I’m certainly no fan of what we commonly refer to as the “mainstream” media. Mainstream I can handle; the media reports we see and read today are in many cases downright hostile. While there are multiple reasons why, here are two I see as creating the most discourse.
First, the media provokes the ill informed and naïve today more than ever.
Journalism is supposed to be objective, meaning to cover all sides of an issue with the same focus and intent. News organizations today are focused on “hits” or “clicks.” Their revenue base is centered around how many times you and I click on an article, how long we stay there and if we share on Facebook, Twitter or other social media outlets.
The first ingredient in generating hits is how you headline the story. Although more art than science, editors pay close attention to key words and phrases and spend some portion of their day surfing the web to determine what words are trending that day. There are websites that facilitate such work.
For example, last week in The New York Times, there is an article headlined, “Roommates Wanted. Trump Supporters Need Not Apply.” Can you imagine the paper running a headline eight years ago that read, “Roommates Wanted. Obama Supporters Need Not Apply.” The outcries of racism would have been everywhere, especially from Times.
Where were the protests when Sen.
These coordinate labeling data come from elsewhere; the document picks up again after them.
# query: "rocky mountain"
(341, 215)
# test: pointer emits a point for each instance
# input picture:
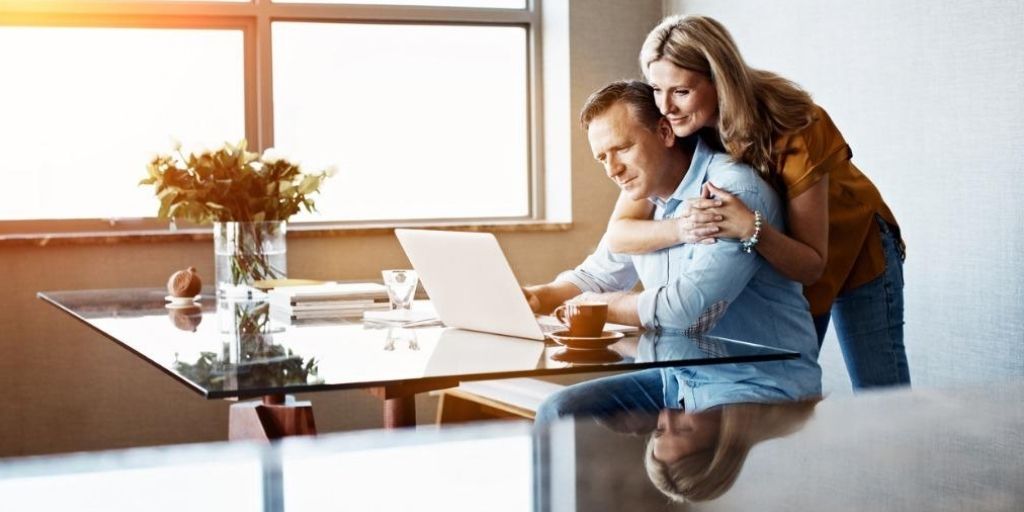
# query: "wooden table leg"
(272, 418)
(399, 399)
(399, 412)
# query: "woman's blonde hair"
(707, 474)
(754, 107)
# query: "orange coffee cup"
(585, 320)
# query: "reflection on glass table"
(897, 451)
(236, 350)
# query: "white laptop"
(471, 284)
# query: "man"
(720, 289)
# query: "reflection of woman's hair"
(707, 474)
(754, 105)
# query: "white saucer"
(579, 343)
(181, 301)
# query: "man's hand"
(544, 298)
(532, 300)
(622, 305)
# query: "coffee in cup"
(584, 320)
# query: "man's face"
(680, 434)
(633, 156)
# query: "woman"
(842, 241)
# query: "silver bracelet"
(748, 245)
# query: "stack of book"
(327, 301)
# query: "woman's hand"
(716, 214)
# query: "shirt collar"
(694, 177)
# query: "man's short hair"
(637, 94)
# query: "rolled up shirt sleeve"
(713, 276)
(602, 271)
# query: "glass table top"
(894, 451)
(238, 349)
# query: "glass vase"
(247, 252)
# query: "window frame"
(254, 18)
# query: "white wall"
(929, 95)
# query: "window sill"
(294, 231)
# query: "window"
(426, 108)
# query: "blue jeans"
(869, 323)
(626, 402)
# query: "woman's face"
(687, 98)
(680, 434)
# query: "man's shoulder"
(731, 174)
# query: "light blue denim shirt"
(702, 387)
(716, 289)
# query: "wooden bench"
(504, 398)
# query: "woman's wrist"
(754, 237)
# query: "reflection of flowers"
(250, 355)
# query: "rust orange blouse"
(855, 256)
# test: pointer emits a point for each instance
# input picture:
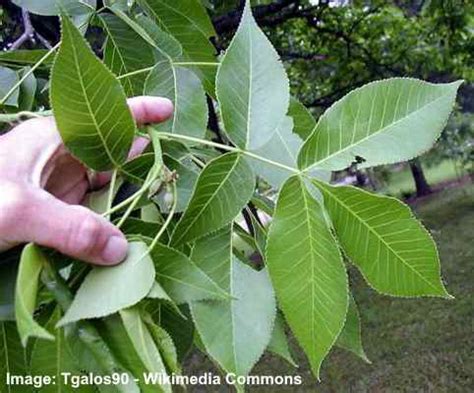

Tim Scott (R-SC) revealed he received last week he had received racists tweets and emails calling him an “Uncle Tom” and a ni**er. I did not see the Times come to his defense. Is it because he’s a Republican or a black Republican?
Second, even the least informed among us has the same platform as everyone else.
No, that’s not a good idea. Giving the local idiot a platform similar to Robert George, George Will, Peggy Noonan or David Leonhardt is a horrible idea. These columnists can articulately state their position in a concise and civil manner. Whether you or I agree or disagree with them is not the issue. The neighborhood numskull whose remains angry at a world that would never include them has gone from tossing an occasional grenade to now having their finger on the trigger of a dangerous, misinformed and misguided weapon. And let’s not bring up the issue of objectivity. They don’t subscribe to the idea because they have no idea what it means. Worse yet, they don’t care.
I didn’t support President Trump in the Republican primary because my comfort level with his knowledge of domestic and world politics wasn’t there. I voted for him in the General Election because the people he would nominate to cabinet positions and judicial seats would in my opinion be much better for our country’s future than those nominated by Hillary Clinton.
Michael Flynn’s resignation has dealt the first blow to the Trump administration. Half of this country – maybe more – would like to see President Trump impeached or out of office. Is this good for our country or local communities? I don’t think so.